Commands That Control Output

The following commands control er_print display output.

outfile {filename|-|--}

Close any open output file, then open filename for subsequent output. When opening filename, clear any pre-existing content. If you specify a dash (-) instead of filename, output is written to standard output. If you specify two dashes (--) instead of filename, output is written to standard error.

appendfile filename

Close any open output file and open filename, preserving any pre-existing content, so that subsequent output is appended to the end of the file. If filename does not exist, the functionality of the appendfile command is the same as for the outfile command.

limit n

Limit any output to the first n entries of the report, where n is an unsigned integer. If n is zero, remove any limit. If n is omitted, print the current limit.

name { long | short } [ :{ shared-object-name | no-shared-object-name } ]

Specify whether to use the long or the short form of function names (C++ and Java only). If shared-object-name is specified, append the shared-object name to the function name.

viewmode { user| expert | machine }

Set the mode to one of the following:

user

For Java experiments, show the Java call stacks for Java threads, and do not show housekeeping threads. The function list includes a function <JVM-System> representing aggregated time from non-Java threads. When the JVM software does not report a Java call stack, time is reported against the function <no Java callstack recorded>.

For OpenMP experiments, show reconstructed call stacks similar to those obtained when the program is compiled without OpenMP. Add special functions, with the names of form <OMP-*>, when the OpenMP runtime is performing certain operations.

expert

For Java experiments, show the Java call stacks for Java threads when the user’s Java code is being executed, and machine call stacks when JVM code is being executed or when the JVM software does not report a Java call stack. Show the machine call stacks for housekeeping threads.

For OpenMP experiments, show compiler-generated functions representing parallelized loops, tasks, and such, which are aggregated with user functions in user mode. Add special functions, with the names of form <OMP-*>, when the OpenMP runtime is performing certain operations. Functions from the OpenMP runtime code libmtsk.so are suppressed.

machine

For Java experiments and OpenMP experiments, show the actual native call stacks for all threads.

For all experiments other than Java experiments and OpenMP experiments, all three modes show the same data.

compare { on | off | delta | ratio }

Set comparison mode off (compare off, the default), or on (compare on), or delta (compare delta) or ratio (compare ratio).

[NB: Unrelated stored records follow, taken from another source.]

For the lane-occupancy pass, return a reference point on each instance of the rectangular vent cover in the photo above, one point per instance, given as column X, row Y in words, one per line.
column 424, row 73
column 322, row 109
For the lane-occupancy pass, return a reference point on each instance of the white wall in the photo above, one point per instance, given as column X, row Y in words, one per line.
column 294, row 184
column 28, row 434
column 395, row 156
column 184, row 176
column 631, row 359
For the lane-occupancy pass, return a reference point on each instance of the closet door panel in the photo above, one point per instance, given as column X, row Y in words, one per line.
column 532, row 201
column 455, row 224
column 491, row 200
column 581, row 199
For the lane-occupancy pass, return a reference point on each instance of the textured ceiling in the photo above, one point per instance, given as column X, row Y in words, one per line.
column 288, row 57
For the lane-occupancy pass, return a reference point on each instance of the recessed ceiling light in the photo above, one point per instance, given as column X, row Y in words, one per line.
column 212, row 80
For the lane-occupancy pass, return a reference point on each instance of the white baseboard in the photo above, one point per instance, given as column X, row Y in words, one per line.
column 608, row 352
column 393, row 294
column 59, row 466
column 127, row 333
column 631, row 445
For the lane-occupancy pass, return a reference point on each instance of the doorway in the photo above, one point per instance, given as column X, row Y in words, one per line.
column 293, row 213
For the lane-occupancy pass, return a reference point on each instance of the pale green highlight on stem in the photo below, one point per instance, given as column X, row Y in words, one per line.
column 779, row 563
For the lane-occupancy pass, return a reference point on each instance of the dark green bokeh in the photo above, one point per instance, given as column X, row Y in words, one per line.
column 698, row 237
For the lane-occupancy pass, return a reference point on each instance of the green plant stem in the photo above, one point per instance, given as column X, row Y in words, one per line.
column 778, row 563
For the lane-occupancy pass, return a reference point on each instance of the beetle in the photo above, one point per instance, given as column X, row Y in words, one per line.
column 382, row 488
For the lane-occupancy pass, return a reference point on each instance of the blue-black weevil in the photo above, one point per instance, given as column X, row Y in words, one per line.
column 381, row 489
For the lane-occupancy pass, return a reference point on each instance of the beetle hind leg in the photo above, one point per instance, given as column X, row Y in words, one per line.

If comparison mode is off, when multiple experiments are read the data is aggregated. If comparison is enabled, when multiple experiments are loaded separate columns of metrics are shown for the data from each experiment. If comparison mode is delta, the base experiment shows absolute metrics but the comparison experiment shows differences between it and the base. If comparison mode is ratio, the comparison experiment shows ratios between it and the base.

Comparison mode will treat each experiment or experiment-group as a separate compare group. The first experiment or experiment-group argument is the base group. If you want to include more than one experiment in a compare group, you must create an experiment-group file to use as a single argument to er_print.

printmode string

Set the print mode from the string. If the string is text, printing will be done in tabular form. If the string is a single character, printing will be done as a delimiter-separated list, with the single character as the delimiter. If the string is html, printing will be formatted for an HTML table. Any other string is invalid, and the command will be ignored.

The printmode setting is used only for those commands that generate tables, such as functions, memobj, indxobj. The setting is ignored for other printing commands, including source and disassembly.